Formation of HI Clouds in Shock-compressed Interstellar Medium: Physical Origin of Angular Correlation Between Filamentary Structure and Magnetic Field

TL;DR

This study uses 3D magnetohydrodynamic simulations to explore how shock compression and turbulence in the interstellar medium lead to the formation of HI clouds aligned with magnetic fields, explaining observed filamentary structures.

Contribution

It demonstrates that turbulence and shock orientation influence the alignment of HI filaments with magnetic fields, providing a physical explanation for observed correlations.

Findings

HI clouds form via thermal instability driven by cooling.

Filament alignment depends on turbulence strength and shock angle.

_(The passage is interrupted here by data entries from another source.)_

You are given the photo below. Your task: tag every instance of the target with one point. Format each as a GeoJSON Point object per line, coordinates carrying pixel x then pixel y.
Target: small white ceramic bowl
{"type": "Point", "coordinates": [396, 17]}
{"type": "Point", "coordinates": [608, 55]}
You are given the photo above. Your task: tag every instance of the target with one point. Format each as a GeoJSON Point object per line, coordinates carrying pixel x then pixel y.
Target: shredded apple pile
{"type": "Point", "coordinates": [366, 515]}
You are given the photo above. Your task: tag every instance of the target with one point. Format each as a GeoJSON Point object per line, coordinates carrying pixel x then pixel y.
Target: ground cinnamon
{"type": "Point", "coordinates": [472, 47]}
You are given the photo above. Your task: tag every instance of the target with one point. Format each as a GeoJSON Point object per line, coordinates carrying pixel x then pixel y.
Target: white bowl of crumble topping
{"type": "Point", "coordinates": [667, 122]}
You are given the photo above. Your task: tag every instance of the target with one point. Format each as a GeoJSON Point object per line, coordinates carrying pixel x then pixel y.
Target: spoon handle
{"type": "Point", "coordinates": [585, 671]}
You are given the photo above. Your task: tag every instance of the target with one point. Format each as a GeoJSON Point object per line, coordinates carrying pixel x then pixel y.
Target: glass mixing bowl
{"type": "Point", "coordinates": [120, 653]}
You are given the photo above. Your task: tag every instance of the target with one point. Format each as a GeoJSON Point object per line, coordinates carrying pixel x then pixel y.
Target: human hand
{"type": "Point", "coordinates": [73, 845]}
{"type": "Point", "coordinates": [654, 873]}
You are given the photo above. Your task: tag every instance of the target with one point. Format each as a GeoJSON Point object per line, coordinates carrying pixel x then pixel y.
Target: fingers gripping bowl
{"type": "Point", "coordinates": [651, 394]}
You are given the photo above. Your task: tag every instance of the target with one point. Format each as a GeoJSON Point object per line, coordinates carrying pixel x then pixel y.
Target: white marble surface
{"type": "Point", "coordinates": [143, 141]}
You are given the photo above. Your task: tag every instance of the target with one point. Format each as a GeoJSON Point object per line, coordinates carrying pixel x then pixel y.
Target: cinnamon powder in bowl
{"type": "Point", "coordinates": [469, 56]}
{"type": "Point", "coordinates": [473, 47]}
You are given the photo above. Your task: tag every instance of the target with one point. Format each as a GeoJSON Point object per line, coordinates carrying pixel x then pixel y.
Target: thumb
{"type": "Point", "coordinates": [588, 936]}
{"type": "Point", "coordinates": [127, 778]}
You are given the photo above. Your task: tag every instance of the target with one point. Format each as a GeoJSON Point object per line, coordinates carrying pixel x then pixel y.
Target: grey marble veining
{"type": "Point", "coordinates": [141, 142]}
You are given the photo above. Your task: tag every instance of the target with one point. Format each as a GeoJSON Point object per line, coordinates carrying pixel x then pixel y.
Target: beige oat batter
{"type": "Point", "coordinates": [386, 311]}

Alignment shifts from perpendicular to parallel with magnetic field based on turbulence.

Abstract

Recent observations of neutral Galactic interstellar medium showed that filamentary structures of HI clouds are aligned with the interstellar magnetic field. Many interesting applications are proposed based on the alignment such as measurement of magnetic field strength through the Chandrasekhar-Fermi method and removal of polarized foreground dust emissions for the detection of inflationary polarized emission in the cosmic microwave background radiation. However, the physical origin of the alignment remains to be explained. To understand the alignment mechanism, we examine formation of HI clouds triggered by shock compression of diffuse warm neutral medium using three-dimensional magnetohydrodynamic simulations with the effects of optically thin cooling and heating. We show that the shock-compressed diffuse interstellar medium of density n~1 cm^-3 evolves into HI clouds with typical density n~50 cm^-3 via thermal instability driven by cooling, which is consistent with previous studies. We apply a machine vision transformation developed by Clark et al.(2014) to the resulting column density structures obtained by the simulations in order to measure angle correlation between filamentary structures of HI clouds and magnetic field. We find that the orientation of HI filaments depends on the environmental turbulent velocity field, particularly on the strength of shear strain in the direction of the magnetic field, which is controlled by the angle between the shock propagation direction and upstream magnetic field. When the strain along the magnetic field is weak, filamentary components of HI clouds basically lie perpendicular to the magnetic field. However, the filaments have come to align with the magnetic field, if we enhance the turbulent strain along the magnetic field or if we set turbulence in the preshock medium.